A. (3:51:09): I kinda have a particular look that I am trying to reach, that I think I’m pretty close to. I feel like I’m gonna stay pretty similar to what I have now, because there’s a problem where the look that I’m trying to reach is... I feel like I’m pretty close to it, but I’m not quite there, so  I’m like, “Why would I swing back and forth, getting slightly closer?” and then I’m “Oooh, I’m so close to the perfect style!” and then I try to reach the perfect style and then make a misstep and fall further away from it and then I notice that I went too far away from it, and then I try to get back to whatever it was before. So my style is kind of shifting around still, but I feel like I’ve reached what I want my style to be. It’s not fluctuating as much as it was doing a couple years ago where I would have really good pages where I would still look back. I was really close to my dream style in this and this page, but it would fluctuate to something completely different on the next 20 pages and then shift back to being kind of more stable over the last year maybe.
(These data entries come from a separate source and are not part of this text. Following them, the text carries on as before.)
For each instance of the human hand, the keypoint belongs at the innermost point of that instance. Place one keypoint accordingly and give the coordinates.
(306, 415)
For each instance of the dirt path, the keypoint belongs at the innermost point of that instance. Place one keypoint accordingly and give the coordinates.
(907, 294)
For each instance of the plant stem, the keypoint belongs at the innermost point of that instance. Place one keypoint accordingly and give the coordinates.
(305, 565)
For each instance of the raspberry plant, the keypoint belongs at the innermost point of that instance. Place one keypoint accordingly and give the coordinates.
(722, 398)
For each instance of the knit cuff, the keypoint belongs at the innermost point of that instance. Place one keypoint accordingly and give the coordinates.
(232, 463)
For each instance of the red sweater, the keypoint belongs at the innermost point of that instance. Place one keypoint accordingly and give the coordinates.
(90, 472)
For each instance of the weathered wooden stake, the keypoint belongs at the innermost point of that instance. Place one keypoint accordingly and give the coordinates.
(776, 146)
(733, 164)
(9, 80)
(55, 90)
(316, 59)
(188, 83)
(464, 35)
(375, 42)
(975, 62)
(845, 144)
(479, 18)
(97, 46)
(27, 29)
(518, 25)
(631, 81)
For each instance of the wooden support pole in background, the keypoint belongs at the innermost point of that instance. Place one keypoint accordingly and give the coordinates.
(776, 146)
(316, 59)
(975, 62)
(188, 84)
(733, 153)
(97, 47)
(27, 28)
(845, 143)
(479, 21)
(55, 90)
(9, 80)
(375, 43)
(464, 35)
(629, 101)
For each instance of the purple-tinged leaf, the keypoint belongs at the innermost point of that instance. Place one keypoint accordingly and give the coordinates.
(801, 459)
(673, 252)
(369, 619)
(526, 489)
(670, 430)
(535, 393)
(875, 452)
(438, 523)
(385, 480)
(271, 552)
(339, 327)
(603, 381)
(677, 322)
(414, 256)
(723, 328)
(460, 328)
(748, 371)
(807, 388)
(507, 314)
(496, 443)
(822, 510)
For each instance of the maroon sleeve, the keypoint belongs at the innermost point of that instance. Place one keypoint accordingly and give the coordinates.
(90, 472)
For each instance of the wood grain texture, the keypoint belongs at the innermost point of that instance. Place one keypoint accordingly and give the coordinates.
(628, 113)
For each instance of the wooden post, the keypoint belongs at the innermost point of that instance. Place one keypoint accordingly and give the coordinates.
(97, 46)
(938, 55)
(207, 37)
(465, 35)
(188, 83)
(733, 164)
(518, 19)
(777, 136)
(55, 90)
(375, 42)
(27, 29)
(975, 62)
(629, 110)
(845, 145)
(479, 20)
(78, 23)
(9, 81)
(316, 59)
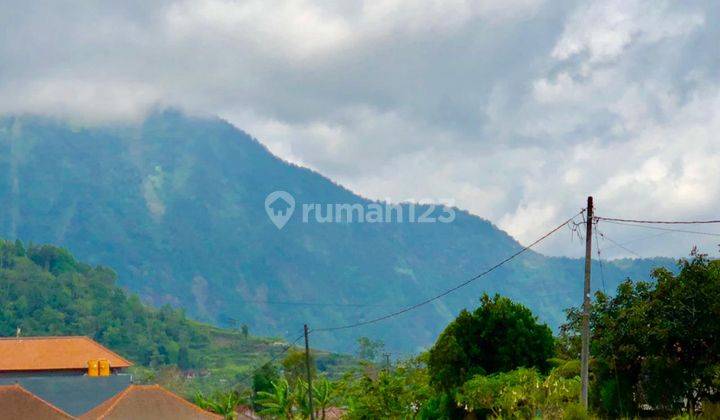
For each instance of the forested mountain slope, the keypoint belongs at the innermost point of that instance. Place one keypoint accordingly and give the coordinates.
(176, 205)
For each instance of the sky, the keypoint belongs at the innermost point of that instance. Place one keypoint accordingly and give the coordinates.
(515, 111)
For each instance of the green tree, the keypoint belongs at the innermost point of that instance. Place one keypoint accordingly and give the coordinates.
(657, 344)
(369, 349)
(401, 393)
(500, 335)
(263, 379)
(279, 402)
(223, 403)
(295, 368)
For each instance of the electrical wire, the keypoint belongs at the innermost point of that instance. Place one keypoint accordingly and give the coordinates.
(602, 277)
(660, 222)
(618, 244)
(301, 303)
(663, 229)
(448, 291)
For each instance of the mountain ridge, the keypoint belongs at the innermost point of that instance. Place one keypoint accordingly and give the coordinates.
(175, 204)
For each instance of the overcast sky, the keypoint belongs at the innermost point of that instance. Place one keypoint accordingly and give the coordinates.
(516, 111)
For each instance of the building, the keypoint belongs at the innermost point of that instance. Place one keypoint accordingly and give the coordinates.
(55, 369)
(76, 377)
(147, 402)
(18, 403)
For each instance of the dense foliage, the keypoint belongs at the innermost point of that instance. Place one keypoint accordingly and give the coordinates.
(44, 290)
(175, 205)
(499, 336)
(656, 345)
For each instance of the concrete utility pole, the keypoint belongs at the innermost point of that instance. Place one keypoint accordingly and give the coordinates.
(309, 374)
(585, 352)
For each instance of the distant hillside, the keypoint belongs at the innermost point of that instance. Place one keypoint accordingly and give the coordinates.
(176, 205)
(45, 291)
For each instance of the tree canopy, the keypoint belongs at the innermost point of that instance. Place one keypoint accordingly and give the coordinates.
(500, 335)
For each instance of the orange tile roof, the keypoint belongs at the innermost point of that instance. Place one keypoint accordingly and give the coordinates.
(17, 403)
(53, 353)
(140, 402)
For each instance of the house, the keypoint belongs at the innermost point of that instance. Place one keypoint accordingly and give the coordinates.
(55, 369)
(141, 402)
(18, 403)
(76, 377)
(45, 356)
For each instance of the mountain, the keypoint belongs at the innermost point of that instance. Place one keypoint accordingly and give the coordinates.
(176, 204)
(44, 290)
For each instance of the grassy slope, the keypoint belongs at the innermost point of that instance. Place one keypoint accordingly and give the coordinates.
(45, 291)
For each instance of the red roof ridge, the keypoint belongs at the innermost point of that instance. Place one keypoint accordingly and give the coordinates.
(43, 337)
(129, 363)
(173, 395)
(116, 359)
(33, 396)
(115, 400)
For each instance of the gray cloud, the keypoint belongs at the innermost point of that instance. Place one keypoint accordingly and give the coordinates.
(514, 112)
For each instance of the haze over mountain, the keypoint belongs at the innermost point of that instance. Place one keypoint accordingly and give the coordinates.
(176, 205)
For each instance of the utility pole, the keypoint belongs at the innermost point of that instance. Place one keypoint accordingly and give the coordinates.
(585, 352)
(307, 368)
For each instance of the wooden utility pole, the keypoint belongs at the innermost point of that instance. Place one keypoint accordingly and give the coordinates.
(309, 374)
(585, 352)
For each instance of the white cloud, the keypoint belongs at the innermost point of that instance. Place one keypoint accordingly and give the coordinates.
(515, 110)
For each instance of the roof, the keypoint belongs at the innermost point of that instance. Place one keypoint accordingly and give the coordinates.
(53, 353)
(140, 402)
(74, 394)
(17, 403)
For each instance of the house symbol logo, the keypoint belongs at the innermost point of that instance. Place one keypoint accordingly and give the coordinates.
(279, 206)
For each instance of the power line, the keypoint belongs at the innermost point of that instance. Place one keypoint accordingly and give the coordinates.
(602, 277)
(619, 245)
(663, 229)
(447, 292)
(301, 303)
(660, 222)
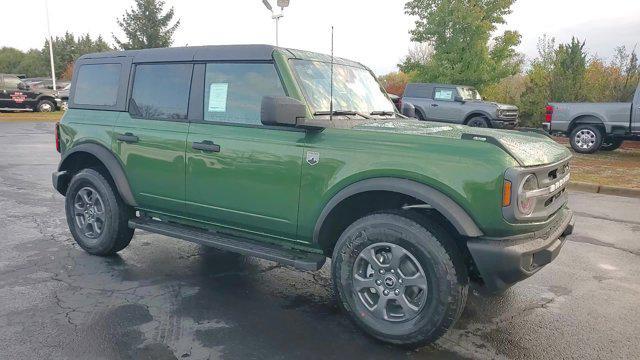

Writing: Character-creation, Pacing

Q.: The thought of a post-apocalyptic world often evokes despair which is built in in many stories. SSSS is pretty light in tone. Do you ever struggle with that, whether or not or how much to build in a sense of despair?
A. (1:16:55): Not really, because I kinda don’t like the post Apocalyptic stories that wallow in some sort of despair all the time, especially when it comes to the way that humans are portrayed as almost everyone being evil and cruel, which might make sense, there’s a theory that if something really bad does happen the most cruel people will survive, because they won’t hesitate to take advantage of the most kind people, so that way it would make sense. But I get tired of those stories really easily. Like the Walking Dead, I liked the comic (I haven’t watched the TV show) for quite a few volumes, but at the point where the stories stopped being about zombies as the main threat and it started being some sort of crazy warlord sort of person, everything got really depressing even for a post-apocalyptic story. I lost interest, I don’t like those kinds of stories, I like stories where they have some sort of goodness in them, except in cases where it’s absolut horror stories,  then I like it to be as dark as possible. But for long-running stories, I can’t keep interest if it’s really negative. I just made the kind of story that I like so it’s not difficult for me to balance the horror and the flashbacks to dark times with the lighter elements of camaraderie and people trying to survive and generally being not-evil.